A mathematical model is needed to relate the dynamics of soil phosphorus (P) chemistry in a batch reactor to the soil/solution ratio and to initial P in the reactor. The Langmuir-Hinshelwood model appears to describe this system quite well. According to this model reversible adsorption of P from solution to the colloidal surface (Langmuir component) is followed by an irreversible reaction of the surface species (Hinshelwood component). The system is an example of heterogeneous catalysis. Adsorption follow 2nd order kinetics related to solution P concentration and concentration of available surface sites for adsorption. Desorption and reaction are assumed to follow 1st order kinetics. This system described by three simultaneous equations, two of which are 1st order nonlinear ordinary differential equations. Numerical intergration is by the Euler finite difference method.
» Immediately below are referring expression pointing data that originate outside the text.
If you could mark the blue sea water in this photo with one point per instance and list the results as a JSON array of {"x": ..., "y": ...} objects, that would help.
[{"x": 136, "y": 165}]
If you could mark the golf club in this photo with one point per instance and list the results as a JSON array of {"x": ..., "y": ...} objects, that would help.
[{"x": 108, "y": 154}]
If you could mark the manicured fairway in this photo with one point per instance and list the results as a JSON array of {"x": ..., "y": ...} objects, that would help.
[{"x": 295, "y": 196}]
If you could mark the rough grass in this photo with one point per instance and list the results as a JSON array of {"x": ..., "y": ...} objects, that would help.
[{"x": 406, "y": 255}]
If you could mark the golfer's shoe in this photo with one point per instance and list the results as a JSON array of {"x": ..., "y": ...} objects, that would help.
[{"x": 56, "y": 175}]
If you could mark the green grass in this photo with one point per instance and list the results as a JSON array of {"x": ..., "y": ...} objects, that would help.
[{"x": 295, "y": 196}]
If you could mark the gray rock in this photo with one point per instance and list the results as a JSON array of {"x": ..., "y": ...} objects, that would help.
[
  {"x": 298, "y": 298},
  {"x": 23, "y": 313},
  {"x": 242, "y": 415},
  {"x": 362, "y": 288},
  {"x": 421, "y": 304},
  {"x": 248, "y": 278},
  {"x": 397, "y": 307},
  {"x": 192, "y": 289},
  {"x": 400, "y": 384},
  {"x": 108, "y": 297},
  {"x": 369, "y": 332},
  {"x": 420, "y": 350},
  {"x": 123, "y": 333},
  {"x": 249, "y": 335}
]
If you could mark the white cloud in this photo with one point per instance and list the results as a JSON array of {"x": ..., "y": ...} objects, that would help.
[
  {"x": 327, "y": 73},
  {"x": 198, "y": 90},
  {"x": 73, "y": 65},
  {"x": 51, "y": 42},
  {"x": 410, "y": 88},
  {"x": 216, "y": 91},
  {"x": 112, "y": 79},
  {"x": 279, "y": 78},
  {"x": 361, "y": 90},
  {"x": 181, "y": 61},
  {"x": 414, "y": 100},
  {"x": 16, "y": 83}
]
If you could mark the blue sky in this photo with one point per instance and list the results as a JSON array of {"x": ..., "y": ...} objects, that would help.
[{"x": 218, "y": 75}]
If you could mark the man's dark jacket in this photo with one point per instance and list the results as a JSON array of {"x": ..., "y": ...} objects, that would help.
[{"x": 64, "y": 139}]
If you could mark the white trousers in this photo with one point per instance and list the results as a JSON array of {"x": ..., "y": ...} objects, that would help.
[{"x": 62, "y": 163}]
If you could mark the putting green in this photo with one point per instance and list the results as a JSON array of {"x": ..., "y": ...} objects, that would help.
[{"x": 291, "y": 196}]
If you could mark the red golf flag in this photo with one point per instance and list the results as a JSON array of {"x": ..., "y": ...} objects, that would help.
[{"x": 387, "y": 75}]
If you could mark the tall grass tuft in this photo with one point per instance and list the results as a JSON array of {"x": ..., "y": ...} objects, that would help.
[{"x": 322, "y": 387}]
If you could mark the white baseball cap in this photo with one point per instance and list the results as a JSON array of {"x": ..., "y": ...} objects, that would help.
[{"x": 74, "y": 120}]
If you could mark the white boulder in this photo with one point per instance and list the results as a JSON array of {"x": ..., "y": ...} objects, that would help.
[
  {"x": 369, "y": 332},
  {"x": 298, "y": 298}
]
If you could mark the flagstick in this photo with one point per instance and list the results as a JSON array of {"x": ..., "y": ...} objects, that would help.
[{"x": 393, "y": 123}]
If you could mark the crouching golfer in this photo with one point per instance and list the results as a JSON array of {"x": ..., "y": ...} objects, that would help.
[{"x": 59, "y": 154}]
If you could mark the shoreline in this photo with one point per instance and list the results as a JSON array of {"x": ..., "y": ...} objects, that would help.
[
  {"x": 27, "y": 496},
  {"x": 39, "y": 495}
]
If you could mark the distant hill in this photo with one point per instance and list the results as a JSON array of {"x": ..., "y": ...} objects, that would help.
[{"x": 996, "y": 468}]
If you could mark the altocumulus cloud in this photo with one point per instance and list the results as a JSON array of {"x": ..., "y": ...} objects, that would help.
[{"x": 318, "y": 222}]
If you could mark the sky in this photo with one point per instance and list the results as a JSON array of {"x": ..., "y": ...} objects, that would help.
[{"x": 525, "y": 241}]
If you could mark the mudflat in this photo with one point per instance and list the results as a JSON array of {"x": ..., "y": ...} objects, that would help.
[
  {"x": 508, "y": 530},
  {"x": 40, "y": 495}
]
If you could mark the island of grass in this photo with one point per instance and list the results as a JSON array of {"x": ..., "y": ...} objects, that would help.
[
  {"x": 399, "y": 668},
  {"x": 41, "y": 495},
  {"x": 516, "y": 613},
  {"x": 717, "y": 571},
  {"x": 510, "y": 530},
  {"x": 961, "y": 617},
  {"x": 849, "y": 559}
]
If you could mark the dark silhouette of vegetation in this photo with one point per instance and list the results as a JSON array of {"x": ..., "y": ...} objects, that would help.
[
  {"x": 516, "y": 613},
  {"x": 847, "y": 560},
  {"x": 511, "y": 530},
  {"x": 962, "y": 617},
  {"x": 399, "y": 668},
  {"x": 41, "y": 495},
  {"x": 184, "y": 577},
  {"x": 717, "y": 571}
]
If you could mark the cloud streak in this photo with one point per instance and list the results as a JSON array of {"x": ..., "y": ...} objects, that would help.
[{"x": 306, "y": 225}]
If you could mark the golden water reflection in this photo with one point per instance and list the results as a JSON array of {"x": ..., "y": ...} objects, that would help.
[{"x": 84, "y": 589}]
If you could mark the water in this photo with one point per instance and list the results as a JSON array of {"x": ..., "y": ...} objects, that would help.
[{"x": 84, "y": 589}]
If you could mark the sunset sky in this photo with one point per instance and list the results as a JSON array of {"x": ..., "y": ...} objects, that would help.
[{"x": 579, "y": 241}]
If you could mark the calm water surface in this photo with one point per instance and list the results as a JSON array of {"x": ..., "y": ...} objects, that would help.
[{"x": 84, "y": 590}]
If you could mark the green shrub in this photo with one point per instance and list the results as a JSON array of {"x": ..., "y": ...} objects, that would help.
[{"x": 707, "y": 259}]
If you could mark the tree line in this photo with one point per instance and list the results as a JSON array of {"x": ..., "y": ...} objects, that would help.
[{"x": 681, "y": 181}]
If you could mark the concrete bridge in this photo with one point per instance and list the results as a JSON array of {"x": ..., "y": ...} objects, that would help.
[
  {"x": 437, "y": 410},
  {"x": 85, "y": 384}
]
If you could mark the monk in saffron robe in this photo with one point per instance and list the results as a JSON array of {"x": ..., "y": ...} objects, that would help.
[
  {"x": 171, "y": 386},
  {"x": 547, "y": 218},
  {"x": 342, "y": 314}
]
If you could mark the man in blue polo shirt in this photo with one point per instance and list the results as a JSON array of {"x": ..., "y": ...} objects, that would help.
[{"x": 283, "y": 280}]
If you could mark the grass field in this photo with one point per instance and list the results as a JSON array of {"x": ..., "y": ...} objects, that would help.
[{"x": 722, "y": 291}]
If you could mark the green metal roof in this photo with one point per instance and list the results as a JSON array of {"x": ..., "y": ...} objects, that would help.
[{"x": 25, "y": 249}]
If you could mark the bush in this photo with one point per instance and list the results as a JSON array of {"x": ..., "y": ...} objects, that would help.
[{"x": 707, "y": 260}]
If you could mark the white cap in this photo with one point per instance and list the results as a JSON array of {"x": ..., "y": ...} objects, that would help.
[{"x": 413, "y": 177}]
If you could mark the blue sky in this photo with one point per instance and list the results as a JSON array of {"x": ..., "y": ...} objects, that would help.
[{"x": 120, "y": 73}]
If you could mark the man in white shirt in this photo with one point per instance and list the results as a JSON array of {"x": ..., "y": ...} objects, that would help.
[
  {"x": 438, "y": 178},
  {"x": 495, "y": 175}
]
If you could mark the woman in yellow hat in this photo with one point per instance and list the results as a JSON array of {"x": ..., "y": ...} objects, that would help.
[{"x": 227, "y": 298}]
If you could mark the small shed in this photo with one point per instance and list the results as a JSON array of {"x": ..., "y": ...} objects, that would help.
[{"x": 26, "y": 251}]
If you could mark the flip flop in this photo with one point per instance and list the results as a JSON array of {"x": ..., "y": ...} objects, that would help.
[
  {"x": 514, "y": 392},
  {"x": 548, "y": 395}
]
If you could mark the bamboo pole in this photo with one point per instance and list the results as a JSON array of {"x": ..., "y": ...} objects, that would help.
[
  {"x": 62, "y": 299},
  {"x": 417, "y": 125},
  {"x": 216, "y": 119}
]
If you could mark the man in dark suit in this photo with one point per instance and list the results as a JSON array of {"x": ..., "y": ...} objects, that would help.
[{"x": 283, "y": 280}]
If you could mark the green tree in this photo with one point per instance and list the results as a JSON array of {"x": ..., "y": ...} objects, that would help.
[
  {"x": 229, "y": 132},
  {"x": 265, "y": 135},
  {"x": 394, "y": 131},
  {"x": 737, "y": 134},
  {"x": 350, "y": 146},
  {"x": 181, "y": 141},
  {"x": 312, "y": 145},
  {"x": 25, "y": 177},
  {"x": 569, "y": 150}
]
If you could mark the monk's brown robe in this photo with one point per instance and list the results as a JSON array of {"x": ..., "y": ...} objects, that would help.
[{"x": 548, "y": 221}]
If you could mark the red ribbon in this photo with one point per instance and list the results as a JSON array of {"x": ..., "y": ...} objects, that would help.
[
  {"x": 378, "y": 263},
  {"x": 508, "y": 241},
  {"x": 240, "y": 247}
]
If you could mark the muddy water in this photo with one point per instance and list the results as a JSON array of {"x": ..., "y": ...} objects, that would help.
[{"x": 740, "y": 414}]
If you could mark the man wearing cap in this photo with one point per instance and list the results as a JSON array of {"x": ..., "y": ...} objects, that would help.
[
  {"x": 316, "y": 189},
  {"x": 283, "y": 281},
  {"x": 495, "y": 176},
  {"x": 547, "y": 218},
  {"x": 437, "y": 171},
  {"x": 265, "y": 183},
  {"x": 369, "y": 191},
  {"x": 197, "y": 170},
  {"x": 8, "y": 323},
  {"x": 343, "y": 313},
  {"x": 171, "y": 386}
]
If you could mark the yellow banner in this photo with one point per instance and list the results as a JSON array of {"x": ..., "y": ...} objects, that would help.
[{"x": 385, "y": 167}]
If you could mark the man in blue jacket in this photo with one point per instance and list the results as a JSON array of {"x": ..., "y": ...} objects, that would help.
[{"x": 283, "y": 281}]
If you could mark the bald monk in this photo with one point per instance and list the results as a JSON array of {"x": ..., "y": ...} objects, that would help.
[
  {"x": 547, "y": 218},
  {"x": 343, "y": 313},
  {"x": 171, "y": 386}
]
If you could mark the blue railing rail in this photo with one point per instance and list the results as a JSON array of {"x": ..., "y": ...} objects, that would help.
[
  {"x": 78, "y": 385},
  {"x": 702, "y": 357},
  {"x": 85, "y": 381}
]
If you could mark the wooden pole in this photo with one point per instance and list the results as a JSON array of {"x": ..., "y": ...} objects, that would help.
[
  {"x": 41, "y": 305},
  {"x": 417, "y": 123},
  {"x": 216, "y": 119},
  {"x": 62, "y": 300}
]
Data from the literature are used to calibrate the model and to demonstrate its characteristics for a sandy soil. Rapid drop in solution P concentration is followed by a gradual decline. The first step in calibration is to assume quasi-equilibrium in the early phase (analogous to that in enzyme kinetics), which leads to values for the total concentration of adsorption sites, So, and the Langmuir coefficient, potassium (K). The second step then estimates the adsorption coefficient, ka, and the reaction coefficient, kr. Full simulation of the transient process over time requires great care in size of time step, t, to maintain stability and accuracy in the procedure. Analysis shows a linear correlation between total surface sites, So, and soil/solution ratio, M, as expected.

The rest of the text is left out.